Increasingly parents talk of how relationships with their children improve when you remove daily battles.  Jane Gandee, Headmistress at St Swithun’s School, just an hour from London agrees. “Both boarders and their parents speak persuasively of how they enjoy a better relationship because the vast majority of the nagging so necessary in bringing up children can take place in school.”

Independent learning

Doing homework and fitting in after school activities on the same day can become a logistical and emotional challenge for many London parents, especially when they have more than one child to help.  “Parents are frequently worried about who will help their child do their prep as it’s such a struggle to get them to settle down at home.” Says Barnaby Gray Head of Boarding at Highfield School.  “Prep is supervised by teachers who know about the subject so if a child is struggling they can help out with any queries.”

Extending the day

Living at school also allows children to make the most of every day, cutting out commuting time to create precious extra minutes to reflect, relax or focus on a particular activity.  At Highfield School in Hampshire children are free to run in 175 acres of safe, private grounds enjoying the fresh air and beautiful rolling countryside.

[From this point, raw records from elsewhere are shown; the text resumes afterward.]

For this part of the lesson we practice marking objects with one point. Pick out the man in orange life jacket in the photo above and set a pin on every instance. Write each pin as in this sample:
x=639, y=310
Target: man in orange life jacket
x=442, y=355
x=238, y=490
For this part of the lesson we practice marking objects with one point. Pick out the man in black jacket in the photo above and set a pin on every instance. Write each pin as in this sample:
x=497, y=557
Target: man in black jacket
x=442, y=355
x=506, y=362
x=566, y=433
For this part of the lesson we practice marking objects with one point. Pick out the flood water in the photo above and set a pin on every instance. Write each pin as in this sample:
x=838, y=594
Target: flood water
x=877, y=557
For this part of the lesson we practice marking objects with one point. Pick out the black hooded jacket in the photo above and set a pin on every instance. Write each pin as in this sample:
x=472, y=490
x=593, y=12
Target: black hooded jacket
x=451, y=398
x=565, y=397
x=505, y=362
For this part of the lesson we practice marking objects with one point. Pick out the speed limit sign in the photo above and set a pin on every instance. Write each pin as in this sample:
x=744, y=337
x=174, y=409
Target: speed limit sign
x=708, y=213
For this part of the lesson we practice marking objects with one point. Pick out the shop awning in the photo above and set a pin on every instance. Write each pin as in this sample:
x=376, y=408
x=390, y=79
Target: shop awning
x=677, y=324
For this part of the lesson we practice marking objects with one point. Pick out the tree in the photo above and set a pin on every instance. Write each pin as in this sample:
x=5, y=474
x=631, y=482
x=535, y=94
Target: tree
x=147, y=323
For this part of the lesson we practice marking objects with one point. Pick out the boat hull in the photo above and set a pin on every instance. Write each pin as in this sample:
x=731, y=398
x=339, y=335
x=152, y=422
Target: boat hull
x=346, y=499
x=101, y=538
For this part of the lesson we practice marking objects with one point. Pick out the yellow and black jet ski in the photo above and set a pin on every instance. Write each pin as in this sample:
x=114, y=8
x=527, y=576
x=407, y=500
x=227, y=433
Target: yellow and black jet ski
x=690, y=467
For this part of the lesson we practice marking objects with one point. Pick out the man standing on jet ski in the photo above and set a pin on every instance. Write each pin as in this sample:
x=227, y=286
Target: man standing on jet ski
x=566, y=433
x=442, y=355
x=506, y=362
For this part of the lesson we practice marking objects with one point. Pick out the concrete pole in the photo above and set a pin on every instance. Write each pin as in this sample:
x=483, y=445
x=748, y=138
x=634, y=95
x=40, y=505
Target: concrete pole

There are woodlands to explore and build camps in, and trees to climb. “Few children get to enjoy such old fashioned freedom today especially in our towns and cities,” says Sarah Gray, Senior Girls’ Housemistress.

Boarding young

But sending children to board young has its critics with some suggesting boarding under 13 should be avoided.  However, Dirk Flower a psychologist and expert in family therapy says there are several reasons why boarding younger is actually easier for the child. “Between eight and twelve children are much more open to learning a new value system and adapt well to the supportive structure of academic tuition. At thirteen children are at a stage of making a stand against authority and often look for ways to disrupt the system.”

Boarding isn’t the right choice for every child.  Nor does it suit every parent.  But for some families it provides the right balance between the demands of work and providing an enriching, intellectual experience for children.